As part of our Biohacking Masterclass Series, we will explore a number of different techniques and practices to improve your daily performance. This series will range from obvious subjects like exercise and nutrition to fringe subjects like breathing techniques and sleep hygiene. Consult your physician before implementing any of these topics. We are not your physician. Note: This post may contain affiliate links to the products we use.
The words “work”, “work capacity”, and “progressive overload” are frequently thrown around in fitness settings. Not only are these terms somewhat ambiguous to many gym-goers, but they are also often misused. In this article, we’re going to clearly break these down so you don’t have to guess. Furthermore, we’ll leave you with a few tips on improving your work capacity using these concepts.
While it is abstractly thrown around in the weight room, work is a physical equation stemming from the product of force and distance (W = F x D). In the gym, force is calculated from mass (the mass of the barbell) and acceleration (the rate of velocity change through the lift). Distance is the cumulative total of all repetitions together. As a simplified example, 5 repetitions of back squat where each repetition is 1 m makes D = 5 m.
Work capacity is more obviously the amount of work your body is capable of performing. The intensity and duration of the work (i.e. high intensity/short-duration or low-intensity/long-duration), will determine the exact work capacity for your body. For example, high-intensity anaerobic exercises rely on the phosphagen and glycolytic (from carbohydrate) energy systems, and these systems are limited by certain parameters of energy production. Further, the specific types of muscle fibers an athlete has will determine how well they perform under the energy system constraints created by anaerobic training.

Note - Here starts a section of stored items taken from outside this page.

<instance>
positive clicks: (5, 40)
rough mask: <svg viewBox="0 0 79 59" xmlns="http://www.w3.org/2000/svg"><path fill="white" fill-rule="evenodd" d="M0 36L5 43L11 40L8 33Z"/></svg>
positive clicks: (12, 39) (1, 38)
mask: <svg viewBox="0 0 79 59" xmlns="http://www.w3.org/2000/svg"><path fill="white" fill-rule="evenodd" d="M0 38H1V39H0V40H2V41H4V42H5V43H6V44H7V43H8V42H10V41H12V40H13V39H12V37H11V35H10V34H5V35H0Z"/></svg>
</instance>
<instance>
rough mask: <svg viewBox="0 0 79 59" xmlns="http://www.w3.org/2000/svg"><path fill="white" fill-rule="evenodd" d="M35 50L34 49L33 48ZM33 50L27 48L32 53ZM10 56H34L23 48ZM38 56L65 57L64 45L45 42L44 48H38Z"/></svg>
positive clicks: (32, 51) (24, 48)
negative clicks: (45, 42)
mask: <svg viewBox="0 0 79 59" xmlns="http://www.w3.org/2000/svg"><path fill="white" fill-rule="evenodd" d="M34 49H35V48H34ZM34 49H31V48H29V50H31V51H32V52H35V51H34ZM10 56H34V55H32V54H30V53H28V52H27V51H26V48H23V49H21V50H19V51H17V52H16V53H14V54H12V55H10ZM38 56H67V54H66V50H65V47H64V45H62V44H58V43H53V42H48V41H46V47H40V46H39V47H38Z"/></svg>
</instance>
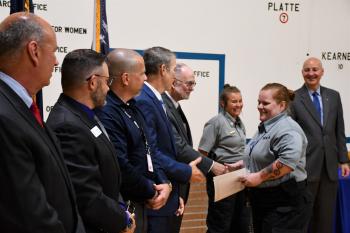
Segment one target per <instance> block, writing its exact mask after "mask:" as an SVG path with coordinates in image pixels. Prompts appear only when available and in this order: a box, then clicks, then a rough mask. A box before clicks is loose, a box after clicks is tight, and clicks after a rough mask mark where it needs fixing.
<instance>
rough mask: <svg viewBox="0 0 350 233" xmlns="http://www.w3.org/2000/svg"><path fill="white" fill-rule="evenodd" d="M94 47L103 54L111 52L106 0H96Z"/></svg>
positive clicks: (94, 15)
mask: <svg viewBox="0 0 350 233" xmlns="http://www.w3.org/2000/svg"><path fill="white" fill-rule="evenodd" d="M92 49H93V50H95V51H97V52H100V53H102V54H107V53H108V52H109V39H108V26H107V15H106V0H95V6H94V37H93V43H92Z"/></svg>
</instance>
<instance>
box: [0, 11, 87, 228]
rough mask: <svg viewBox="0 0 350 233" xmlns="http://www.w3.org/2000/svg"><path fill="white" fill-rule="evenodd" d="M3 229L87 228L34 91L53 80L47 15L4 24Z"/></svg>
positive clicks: (2, 51)
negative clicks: (34, 97) (36, 104)
mask: <svg viewBox="0 0 350 233" xmlns="http://www.w3.org/2000/svg"><path fill="white" fill-rule="evenodd" d="M0 44H1V46H0V106H1V108H0V142H1V147H0V186H1V187H2V191H1V192H0V206H1V208H0V232H6V233H14V232H16V233H18V232H21V233H34V232H35V233H39V232H42V233H47V232H57V233H67V232H72V233H73V232H76V233H77V232H82V233H83V232H85V230H84V227H83V226H82V224H81V220H80V217H79V214H78V212H77V208H76V202H75V194H74V192H73V187H72V184H71V180H70V178H69V174H68V172H67V168H66V167H65V165H64V163H63V158H62V154H61V151H60V149H59V146H58V144H57V143H56V141H57V139H56V138H55V136H54V135H53V134H52V132H51V131H50V129H48V128H47V127H46V125H45V123H43V122H42V119H41V116H40V112H39V110H38V107H37V105H36V103H35V102H34V101H33V99H32V96H35V95H36V93H37V92H38V91H39V90H40V89H42V88H43V87H44V86H47V85H49V83H50V78H51V75H52V71H53V68H54V66H55V65H57V64H58V61H57V59H56V56H55V51H56V48H57V42H56V36H55V33H54V32H53V30H52V28H51V26H50V25H49V24H48V23H47V22H46V21H45V20H43V19H42V18H40V17H38V16H35V15H33V14H30V13H16V14H12V15H10V16H8V17H7V18H6V19H5V20H4V21H3V22H2V23H1V24H0Z"/></svg>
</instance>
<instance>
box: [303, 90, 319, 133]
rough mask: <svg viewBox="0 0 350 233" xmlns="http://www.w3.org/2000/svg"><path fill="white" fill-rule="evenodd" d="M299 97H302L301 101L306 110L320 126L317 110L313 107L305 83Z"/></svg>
mask: <svg viewBox="0 0 350 233" xmlns="http://www.w3.org/2000/svg"><path fill="white" fill-rule="evenodd" d="M301 97H302V98H301V102H302V103H303V104H304V106H305V108H306V110H307V111H308V112H309V113H310V115H311V116H312V118H313V119H314V120H315V121H316V122H317V123H318V124H319V125H320V126H321V127H322V124H321V121H320V119H319V117H318V113H317V110H316V108H315V107H314V104H313V103H312V100H311V98H310V95H309V92H308V90H307V88H306V86H305V85H304V86H303V89H302V93H301Z"/></svg>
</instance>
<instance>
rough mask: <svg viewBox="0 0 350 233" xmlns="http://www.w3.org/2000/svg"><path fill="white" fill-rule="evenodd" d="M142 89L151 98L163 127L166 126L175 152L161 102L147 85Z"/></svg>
mask: <svg viewBox="0 0 350 233" xmlns="http://www.w3.org/2000/svg"><path fill="white" fill-rule="evenodd" d="M143 88H144V90H145V93H146V94H147V95H148V96H149V97H150V98H151V100H152V102H153V104H154V105H155V106H156V107H157V108H158V111H159V112H160V115H161V116H162V118H163V121H164V122H165V125H166V126H167V129H168V133H169V135H170V137H171V144H172V146H173V149H174V151H176V149H175V144H174V138H173V131H172V128H171V125H170V122H169V119H168V117H167V115H166V114H165V112H164V109H163V106H162V104H161V102H160V101H159V99H157V96H156V95H155V94H154V93H153V92H152V90H151V89H150V88H149V87H148V86H147V85H143Z"/></svg>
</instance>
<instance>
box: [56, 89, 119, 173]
mask: <svg viewBox="0 0 350 233" xmlns="http://www.w3.org/2000/svg"><path fill="white" fill-rule="evenodd" d="M57 102H58V103H59V104H60V105H62V106H64V107H65V108H66V109H67V110H68V111H70V112H72V113H73V114H74V115H76V116H77V117H78V118H79V119H80V120H81V122H82V123H83V124H85V125H86V127H87V128H89V129H90V130H91V129H92V128H93V127H96V126H97V127H98V124H97V122H95V120H92V119H90V118H89V117H88V116H87V114H86V113H85V112H84V111H83V110H81V109H79V108H77V107H76V106H74V105H73V104H72V102H71V101H70V100H69V99H68V97H66V96H64V95H61V96H60V97H59V99H58V101H57ZM99 137H101V139H102V141H103V143H104V145H105V146H107V148H108V149H109V150H110V151H111V153H110V154H111V155H112V156H113V161H114V163H115V166H116V167H117V169H118V171H119V170H120V168H119V164H118V162H117V157H116V156H114V155H115V154H116V152H115V150H114V147H113V144H112V143H111V142H110V141H109V139H108V138H107V136H106V135H105V134H104V133H102V134H101V135H100V136H99Z"/></svg>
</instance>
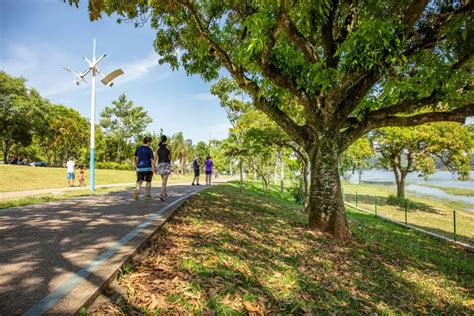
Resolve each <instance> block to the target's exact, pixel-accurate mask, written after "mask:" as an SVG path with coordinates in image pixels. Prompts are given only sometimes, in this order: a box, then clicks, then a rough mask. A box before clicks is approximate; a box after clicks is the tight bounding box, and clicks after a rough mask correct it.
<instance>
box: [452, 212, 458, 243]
mask: <svg viewBox="0 0 474 316" xmlns="http://www.w3.org/2000/svg"><path fill="white" fill-rule="evenodd" d="M453 224H454V236H453V237H454V241H456V240H457V239H458V238H457V234H456V211H453Z"/></svg>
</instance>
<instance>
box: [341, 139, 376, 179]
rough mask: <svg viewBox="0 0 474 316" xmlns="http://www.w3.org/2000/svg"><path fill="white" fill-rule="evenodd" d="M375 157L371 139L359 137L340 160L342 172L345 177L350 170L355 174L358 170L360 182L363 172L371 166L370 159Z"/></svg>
mask: <svg viewBox="0 0 474 316" xmlns="http://www.w3.org/2000/svg"><path fill="white" fill-rule="evenodd" d="M374 157H375V152H374V151H373V150H372V148H371V146H370V141H369V140H368V139H367V138H366V137H363V138H359V139H358V140H357V141H356V142H354V143H353V144H352V145H350V146H349V148H348V149H347V150H346V151H345V152H344V153H343V154H342V156H341V159H340V160H339V170H340V173H341V174H342V175H343V177H344V176H345V174H347V173H348V172H351V173H352V174H353V173H354V172H356V171H357V174H358V175H359V183H360V180H361V177H362V172H363V171H364V169H366V168H368V167H369V166H370V162H369V159H370V158H374ZM349 175H350V174H349Z"/></svg>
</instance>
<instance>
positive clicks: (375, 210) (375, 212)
mask: <svg viewBox="0 0 474 316" xmlns="http://www.w3.org/2000/svg"><path fill="white" fill-rule="evenodd" d="M374 205H375V215H377V196H375V198H374Z"/></svg>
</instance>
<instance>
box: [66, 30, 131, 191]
mask: <svg viewBox="0 0 474 316" xmlns="http://www.w3.org/2000/svg"><path fill="white" fill-rule="evenodd" d="M95 50H96V40H95V38H94V44H93V48H92V62H91V61H90V60H89V59H87V57H85V56H84V60H85V61H86V62H87V64H88V67H87V68H86V69H85V70H84V71H83V72H81V73H79V74H78V73H75V72H74V71H72V70H71V69H69V68H66V67H64V69H65V70H67V71H69V72H71V73H73V74H74V75H75V76H76V79H75V80H74V83H75V84H76V85H80V83H81V82H85V83H87V81H86V80H85V79H84V78H85V76H86V75H87V74H88V73H89V72H91V71H92V83H91V85H92V94H91V139H90V161H89V172H90V174H89V177H90V190H91V191H92V192H93V191H94V190H95V99H96V98H95V95H96V92H95V77H96V73H98V74H99V75H101V77H102V80H101V82H102V83H103V84H104V85H108V86H109V87H112V86H113V85H114V84H113V82H112V80H114V79H115V78H116V77H118V76H120V75H122V74H123V70H122V69H120V68H119V69H116V70H114V71H112V72H110V73H108V74H107V75H105V76H104V75H103V74H102V73H101V72H100V70H99V68H98V67H97V65H98V64H99V63H100V62H101V61H102V59H104V57H105V56H106V55H105V54H104V55H102V56H101V57H100V58H99V59H96V57H95Z"/></svg>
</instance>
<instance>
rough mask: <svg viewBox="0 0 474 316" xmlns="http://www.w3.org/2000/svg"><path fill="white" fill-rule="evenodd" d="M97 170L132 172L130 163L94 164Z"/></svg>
mask: <svg viewBox="0 0 474 316" xmlns="http://www.w3.org/2000/svg"><path fill="white" fill-rule="evenodd" d="M95 167H96V168H97V169H114V170H132V166H131V164H130V163H120V162H96V164H95Z"/></svg>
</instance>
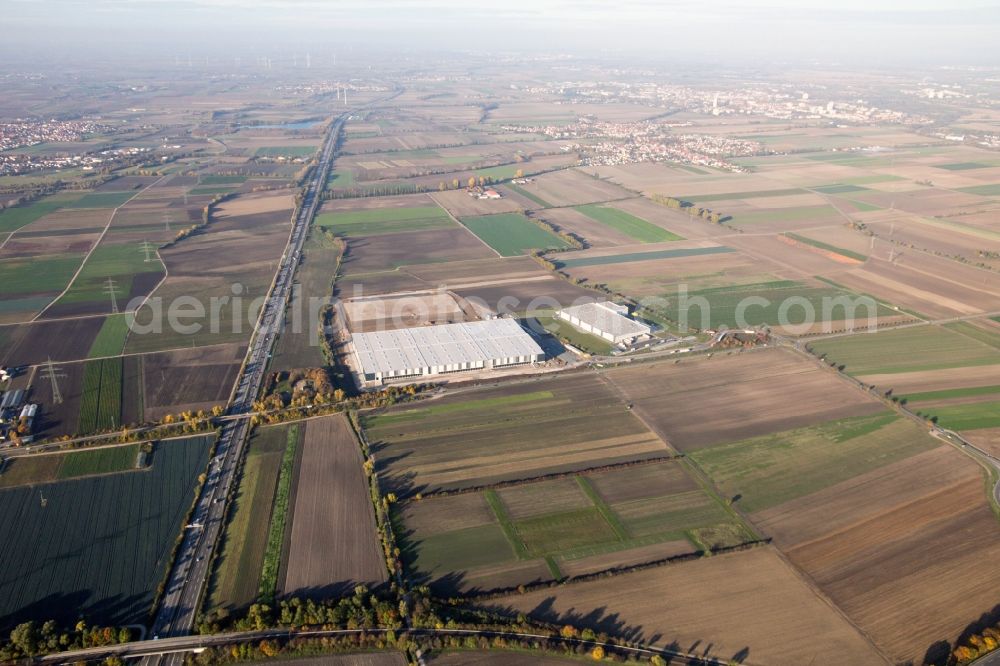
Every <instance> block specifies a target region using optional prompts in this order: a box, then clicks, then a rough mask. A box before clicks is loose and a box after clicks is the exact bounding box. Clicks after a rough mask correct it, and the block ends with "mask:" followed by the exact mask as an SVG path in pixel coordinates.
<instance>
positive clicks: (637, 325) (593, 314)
mask: <svg viewBox="0 0 1000 666" xmlns="http://www.w3.org/2000/svg"><path fill="white" fill-rule="evenodd" d="M557 315H558V317H559V318H560V319H563V320H565V321H568V322H569V323H570V324H571V325H573V326H574V327H576V328H578V329H580V330H581V331H583V332H584V333H590V334H591V335H596V336H597V337H599V338H604V339H605V340H608V341H609V342H613V343H614V344H629V343H632V342H635V341H636V340H637V339H639V338H641V337H643V336H646V335H650V334H651V333H652V329H651V328H650V327H649V326H647V325H646V324H643V323H641V322H638V321H636V320H634V319H632V318H631V317H629V316H628V308H627V307H625V306H624V305H618V304H616V303H612V302H611V301H603V302H601V303H585V304H584V305H576V306H573V307H571V308H565V309H563V310H560V311H559V312H558V313H557Z"/></svg>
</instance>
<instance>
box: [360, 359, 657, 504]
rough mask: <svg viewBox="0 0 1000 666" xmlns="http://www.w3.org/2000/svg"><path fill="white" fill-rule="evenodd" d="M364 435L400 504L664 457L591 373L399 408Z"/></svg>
mask: <svg viewBox="0 0 1000 666" xmlns="http://www.w3.org/2000/svg"><path fill="white" fill-rule="evenodd" d="M428 417H433V418H428ZM365 428H366V430H367V432H368V438H369V441H370V442H371V443H372V451H373V454H374V455H375V458H376V460H377V463H378V468H379V469H380V470H381V471H382V475H381V477H382V478H381V481H382V483H383V484H384V485H385V486H386V488H387V490H392V491H393V492H396V494H397V495H399V496H400V497H404V496H407V495H411V494H414V493H417V492H428V491H430V490H436V489H441V488H462V487H470V486H477V485H482V484H484V483H489V482H495V481H499V480H505V479H508V480H509V479H524V478H530V477H535V476H539V475H542V474H547V473H552V472H560V471H572V470H579V469H586V468H590V467H595V466H600V465H607V464H611V463H614V462H622V461H626V460H642V459H646V458H654V457H663V456H667V455H669V451H668V450H667V449H666V447H664V445H663V442H661V441H660V440H659V439H658V438H657V437H656V436H655V435H653V433H651V432H649V430H647V429H646V427H645V426H644V425H643V424H642V423H641V422H639V420H638V419H636V418H634V417H633V415H632V414H631V413H630V412H628V411H627V410H626V409H625V407H624V405H623V404H622V402H621V400H620V399H619V398H618V396H617V395H616V393H615V391H614V389H613V388H612V387H610V386H607V385H605V384H603V383H602V382H601V381H600V379H599V378H597V377H594V376H593V375H590V374H578V375H572V376H563V377H557V378H552V379H544V380H540V381H537V382H531V383H530V384H514V385H511V386H500V387H497V388H489V389H485V390H481V391H475V392H473V393H470V394H457V395H454V396H450V397H446V398H443V399H441V400H435V401H434V402H433V403H431V404H429V405H428V406H426V407H419V408H412V407H411V408H407V407H405V406H401V407H399V408H394V409H390V410H387V411H386V412H384V413H383V414H379V415H374V416H372V417H368V418H366V419H365Z"/></svg>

Alternatively, athletes performing low-intensity aerobic exercises use different energy systems. These systems are optimized to perform with predominately type-I slow-twitch muscle fibers that use oxygen efficiently.
Finally, progressive overload is the process of subjecting your body to ever-increasing amounts of stress. By deliberately increasing the amount of work your body performs, your muscles and nervous system can adapt and improve over time. The process of progressive overload is depicted in the myth surrounding Milo of Croton. When a calf was born near Milo’s home, the wrestler lifted and carried the animal on his shoulders. Each day, Milo repeated the process. 4 years later, Milo was no longer lifting a small animal, but a full grown 4 year old bull. The same process can be applied to training.
We’ve discussed the principle of progressive overload with anaerobic training. Typically, this falls into a few categories:
- Adding more sets - if you can squat 3 sets of 3 at 300 pounds, add one more set and perform 1, 2, or 3 repetitions until you can do 4x3 at 300 pounds. Eventually, build to 5-8 sets of 3.
- Adding more reps - Using the same set structure as above, if you’ve reached a point where you can do 5 sets of 3 reps at 300 pounds, begin adding reps to your sets until you can do 5 sets of 4 reps, and eventually 5 sets of 5 reps.
- Adding more workouts - This option is self explanatory. You can increase your work capacity by working out more frequently. Importantly, this option can also subject your body to a greater amount of stress.
But what about aerobic work capacity?
While we are certainly more versed in high-intensity resistance training, the same principle applies to aerobic training. Using the same format as our anaerobic list above, progressive overload under aerobic conditions could look something like:
- Interval training with 400-800m runs. For example, starting with 4 800 m runs and progressively increasing to 5, 6, 7, etc.
- Continuing with the running example, if you can only perform 5 rounds of 400 m runs, begin adding in longer 600 or 800 runs one round at a time.
- Increasing the frequency of your anaerobic training. Simply workout more often.